Mnemonics: Playing with Words
May 5, 2010 by Lindsay Gower
Call them memory crutches or call them mnemonic devices, they can help you remember to turn right at Maple Street, and which planet is closest to the Sun. Don’t we all need that?!
Most mnemonics are verbal—a word, phrase or rhyme—but they can be visual, auditory or kinesthetic: I still move my right hand if I want to double-check left from right.
Why do mnemonics work?
We could just learn the order of the planets: Mercury Venus Terra Mars Jupiter Saturn Uranus Neptune Pluto. But it was easier for me to learn them by remembering: Mother Very Thoughtfully Made Jelly Sandwiches Under No Protest.
That worked because it’s not arbitrary (silly, but not arbitrary). Our brains find it easier to grasp and store data if it makes a personal connection, if it’s funny, or surprising, or it’s, well.. memorable, which arbitrary sequence rarely is.
Of course, I learned that particular mnemonic when Pluto was a planet. Now? Try My Very Exciting Magic Carpet Just Sailed Under Nine Palace Elephants. That mnemonic won National Geographic Society’s contest for a way to remember the eleven known planets and dwarf planet Eris.
Sing Along!
Music and rhyme, since the dawn of man, have been outstanding tools for memory. Who can’t chant along to:
Thirty Days Hath September, April, June and November. ….
In 1492, Columbus sailed the ocean blue
and, if you were in my 7th grade history class, Alexander took a ride on a horse who shadow-shied. Why I needed to know this about Alexander the Great’s horse, I cannot say, but the phrase will be with me until death.

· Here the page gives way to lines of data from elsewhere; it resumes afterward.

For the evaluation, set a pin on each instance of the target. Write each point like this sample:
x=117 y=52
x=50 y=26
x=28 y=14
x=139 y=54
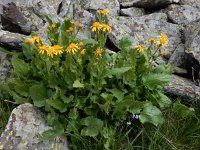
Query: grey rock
x=112 y=5
x=180 y=60
x=183 y=88
x=11 y=40
x=194 y=3
x=23 y=129
x=147 y=3
x=192 y=39
x=183 y=14
x=72 y=9
x=133 y=12
x=13 y=20
x=143 y=28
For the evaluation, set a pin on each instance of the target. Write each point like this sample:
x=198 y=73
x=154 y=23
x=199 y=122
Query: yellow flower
x=104 y=12
x=57 y=49
x=96 y=26
x=151 y=40
x=50 y=51
x=29 y=40
x=80 y=26
x=163 y=53
x=163 y=40
x=98 y=52
x=70 y=29
x=82 y=52
x=81 y=44
x=139 y=48
x=106 y=28
x=52 y=26
x=43 y=49
x=37 y=39
x=72 y=48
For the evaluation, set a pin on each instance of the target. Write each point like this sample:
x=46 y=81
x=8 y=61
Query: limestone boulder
x=140 y=29
x=23 y=129
x=147 y=3
x=192 y=39
x=132 y=12
x=183 y=14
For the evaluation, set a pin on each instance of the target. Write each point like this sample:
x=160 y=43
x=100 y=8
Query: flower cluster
x=161 y=42
x=97 y=26
x=103 y=12
x=34 y=39
x=51 y=50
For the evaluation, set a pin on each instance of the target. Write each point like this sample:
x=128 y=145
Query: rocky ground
x=137 y=19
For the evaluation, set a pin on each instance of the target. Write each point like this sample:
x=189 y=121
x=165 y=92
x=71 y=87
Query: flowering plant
x=85 y=89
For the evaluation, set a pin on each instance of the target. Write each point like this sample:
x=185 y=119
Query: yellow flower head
x=139 y=48
x=52 y=26
x=37 y=39
x=106 y=28
x=50 y=51
x=81 y=44
x=98 y=52
x=151 y=40
x=43 y=49
x=104 y=12
x=163 y=40
x=82 y=52
x=29 y=40
x=96 y=26
x=80 y=26
x=57 y=49
x=70 y=29
x=163 y=53
x=72 y=48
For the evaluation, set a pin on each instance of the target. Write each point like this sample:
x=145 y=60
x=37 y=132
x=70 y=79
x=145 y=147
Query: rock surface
x=183 y=14
x=143 y=28
x=147 y=3
x=11 y=40
x=192 y=39
x=183 y=88
x=133 y=12
x=23 y=129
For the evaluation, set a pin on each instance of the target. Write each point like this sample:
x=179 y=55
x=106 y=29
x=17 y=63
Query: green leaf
x=77 y=84
x=52 y=133
x=135 y=107
x=117 y=93
x=93 y=126
x=20 y=68
x=152 y=80
x=163 y=101
x=125 y=43
x=22 y=89
x=57 y=104
x=38 y=94
x=151 y=114
x=89 y=42
x=117 y=71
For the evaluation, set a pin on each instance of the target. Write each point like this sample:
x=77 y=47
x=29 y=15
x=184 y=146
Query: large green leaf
x=117 y=93
x=152 y=80
x=52 y=133
x=163 y=101
x=151 y=114
x=38 y=94
x=117 y=71
x=93 y=126
x=20 y=68
x=57 y=104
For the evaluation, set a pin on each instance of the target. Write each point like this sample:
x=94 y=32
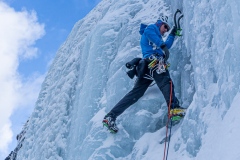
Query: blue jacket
x=151 y=41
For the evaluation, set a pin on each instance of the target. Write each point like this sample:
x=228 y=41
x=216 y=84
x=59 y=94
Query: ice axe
x=177 y=22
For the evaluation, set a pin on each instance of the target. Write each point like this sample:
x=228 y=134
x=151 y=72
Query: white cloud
x=18 y=33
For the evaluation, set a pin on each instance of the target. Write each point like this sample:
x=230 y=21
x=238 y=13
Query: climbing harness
x=158 y=64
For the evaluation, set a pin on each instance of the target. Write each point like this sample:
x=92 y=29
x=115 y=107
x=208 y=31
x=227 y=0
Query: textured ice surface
x=87 y=78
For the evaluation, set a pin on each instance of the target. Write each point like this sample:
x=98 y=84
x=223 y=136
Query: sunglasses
x=166 y=27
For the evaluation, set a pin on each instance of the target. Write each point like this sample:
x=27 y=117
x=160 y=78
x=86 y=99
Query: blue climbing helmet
x=163 y=20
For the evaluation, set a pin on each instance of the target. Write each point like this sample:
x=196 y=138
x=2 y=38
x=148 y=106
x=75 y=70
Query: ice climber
x=152 y=67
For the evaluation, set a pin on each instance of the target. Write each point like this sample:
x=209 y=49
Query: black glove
x=165 y=51
x=174 y=31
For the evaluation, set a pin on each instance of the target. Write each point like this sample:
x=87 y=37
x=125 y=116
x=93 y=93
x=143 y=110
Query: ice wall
x=87 y=78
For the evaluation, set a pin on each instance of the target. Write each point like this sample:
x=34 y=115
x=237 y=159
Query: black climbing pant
x=163 y=82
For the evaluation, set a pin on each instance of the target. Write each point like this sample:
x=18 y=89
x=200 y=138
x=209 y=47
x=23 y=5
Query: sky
x=30 y=34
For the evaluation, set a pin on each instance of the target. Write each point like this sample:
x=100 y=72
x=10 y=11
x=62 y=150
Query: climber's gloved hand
x=165 y=51
x=174 y=31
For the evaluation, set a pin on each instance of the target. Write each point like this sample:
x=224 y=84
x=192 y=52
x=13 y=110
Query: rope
x=169 y=107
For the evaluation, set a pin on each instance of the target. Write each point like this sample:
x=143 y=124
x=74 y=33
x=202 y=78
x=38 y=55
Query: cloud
x=18 y=34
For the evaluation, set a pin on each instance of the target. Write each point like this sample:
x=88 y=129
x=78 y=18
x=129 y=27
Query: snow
x=87 y=78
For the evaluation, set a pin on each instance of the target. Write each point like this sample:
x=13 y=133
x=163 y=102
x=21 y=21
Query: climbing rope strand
x=169 y=108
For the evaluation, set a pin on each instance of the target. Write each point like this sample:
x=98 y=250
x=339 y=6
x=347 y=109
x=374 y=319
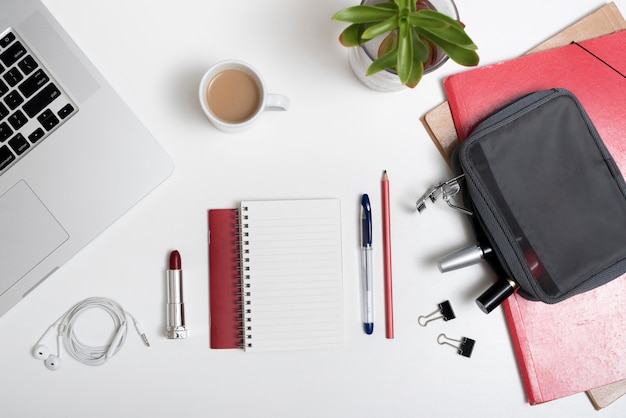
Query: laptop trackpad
x=29 y=233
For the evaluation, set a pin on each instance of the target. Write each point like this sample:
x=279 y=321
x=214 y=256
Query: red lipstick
x=176 y=325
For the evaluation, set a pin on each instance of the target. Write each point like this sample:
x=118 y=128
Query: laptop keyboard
x=32 y=104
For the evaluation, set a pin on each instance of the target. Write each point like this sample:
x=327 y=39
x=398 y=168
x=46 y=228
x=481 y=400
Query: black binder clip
x=464 y=347
x=447 y=190
x=445 y=309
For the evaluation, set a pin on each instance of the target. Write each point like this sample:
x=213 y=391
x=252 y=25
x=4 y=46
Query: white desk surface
x=335 y=141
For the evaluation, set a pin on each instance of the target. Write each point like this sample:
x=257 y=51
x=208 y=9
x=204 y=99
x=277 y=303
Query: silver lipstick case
x=176 y=325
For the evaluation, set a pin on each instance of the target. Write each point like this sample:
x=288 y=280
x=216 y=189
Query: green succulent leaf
x=384 y=62
x=421 y=51
x=351 y=36
x=381 y=28
x=458 y=54
x=388 y=43
x=405 y=52
x=365 y=14
x=442 y=26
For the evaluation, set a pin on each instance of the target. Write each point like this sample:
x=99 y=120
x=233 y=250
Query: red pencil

So if you need to remember something, set it to music or make up a poem.
Acronyms and Backronyms
Acronyms abound, simply because they are easy to remember. Why say self contained underwater breathing apparatus when you can say scuba?

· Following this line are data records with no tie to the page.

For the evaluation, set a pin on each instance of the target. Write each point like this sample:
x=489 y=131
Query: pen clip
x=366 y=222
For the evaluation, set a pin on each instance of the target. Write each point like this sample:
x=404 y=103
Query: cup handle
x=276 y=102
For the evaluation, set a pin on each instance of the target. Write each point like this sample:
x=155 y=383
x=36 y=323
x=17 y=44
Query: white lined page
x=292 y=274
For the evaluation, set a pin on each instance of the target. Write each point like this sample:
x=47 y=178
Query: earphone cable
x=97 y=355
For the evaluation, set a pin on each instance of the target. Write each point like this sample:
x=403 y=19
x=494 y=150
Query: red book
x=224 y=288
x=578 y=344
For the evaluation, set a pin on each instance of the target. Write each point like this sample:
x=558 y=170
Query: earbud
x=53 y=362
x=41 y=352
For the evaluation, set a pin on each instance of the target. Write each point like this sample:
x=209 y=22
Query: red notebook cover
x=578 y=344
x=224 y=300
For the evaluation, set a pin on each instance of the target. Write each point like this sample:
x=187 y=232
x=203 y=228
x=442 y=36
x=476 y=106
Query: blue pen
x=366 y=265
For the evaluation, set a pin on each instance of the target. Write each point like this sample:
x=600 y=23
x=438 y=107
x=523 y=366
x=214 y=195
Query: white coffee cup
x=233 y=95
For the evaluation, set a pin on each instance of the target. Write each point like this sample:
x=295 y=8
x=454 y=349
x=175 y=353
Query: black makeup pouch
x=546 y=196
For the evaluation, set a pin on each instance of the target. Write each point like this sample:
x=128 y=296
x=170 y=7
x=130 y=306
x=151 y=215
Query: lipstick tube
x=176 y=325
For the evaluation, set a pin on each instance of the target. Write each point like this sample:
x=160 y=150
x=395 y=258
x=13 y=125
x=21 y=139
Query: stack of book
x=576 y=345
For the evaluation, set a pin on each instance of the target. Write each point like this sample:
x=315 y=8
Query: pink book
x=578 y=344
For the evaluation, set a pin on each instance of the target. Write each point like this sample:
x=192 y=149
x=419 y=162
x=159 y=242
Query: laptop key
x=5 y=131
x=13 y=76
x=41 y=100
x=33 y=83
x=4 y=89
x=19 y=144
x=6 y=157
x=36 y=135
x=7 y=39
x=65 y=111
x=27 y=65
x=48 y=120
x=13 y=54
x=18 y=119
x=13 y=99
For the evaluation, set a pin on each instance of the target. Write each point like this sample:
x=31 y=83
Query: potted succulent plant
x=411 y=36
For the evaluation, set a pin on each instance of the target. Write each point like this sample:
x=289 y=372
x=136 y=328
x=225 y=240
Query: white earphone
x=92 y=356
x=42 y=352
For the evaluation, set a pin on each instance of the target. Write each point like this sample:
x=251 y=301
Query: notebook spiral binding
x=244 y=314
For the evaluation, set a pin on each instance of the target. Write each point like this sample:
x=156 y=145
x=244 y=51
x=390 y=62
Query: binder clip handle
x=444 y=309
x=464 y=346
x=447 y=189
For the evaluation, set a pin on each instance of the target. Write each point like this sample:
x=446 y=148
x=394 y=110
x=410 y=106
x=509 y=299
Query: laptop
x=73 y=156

Backronyms, on the other hand, are developed by determining the preferred “acronym”, and then finding words that will create it. Take, for example, the USA PATRIOT Act of 2001. Its full title is Uniting and Strengthening America by Providing Appropriate Tools Required to Intercept and Obstruct Terrorism Act of 2001. They didn’t title it first and then suddenly realize: “Wow, how about that! The first letters spell out USA PATRIOT!”
A different species of backronym are those to which we assign meaning even where meaning does not exist. One case is the universal distress call SOS, which many think stands for Save Our Ship. Nope. In Morse code, S and O are simply easy letters to type.
Association of Letters
My favorite way of making mnemonics is to associate letters to words, letters in alphabetic sequence, or even simply the number of letter in words. I will demonstrate, even at risk of disclosing the quirks in my memory:
- Learning the alphabet, for years I confused the sequence at R S T. Or was T before S, and R after it? Finally, hooray, I figured out that S is the Second, T is the Third. (I was in fact nearly 12 before I figured this out, so you can imagine what a relief it was.)
- To remember which side of the ship was starboard and which port, I realized that port and left both have four letters. How many letters starboard has was irrelevant; it had to be on the right if port were on the left.
- When setting the dinner table, I finally figured out where to put the knife when I associated knife (a word of five letters) with right (a word of five letters). That fork and left both have four letters is simply a bonus. I figured this out well after sorting out the starboard/port question, despite often setting the table yet never having been to sea.
What are your favorite memory crutches and mnemonic devices? Let me know—I need them!

Mnemonic practices aren’t just useful in remembering small details or short texts. It’s easy to forget that paper wasn’t always as easy to come by as it is today. Early Icelandic law (c. 930 AD) was composed using metered alliteration so that the lögsögumaður (lawspeaker) could memorize and recite the entire code verbatim without needing to refer to physical texts.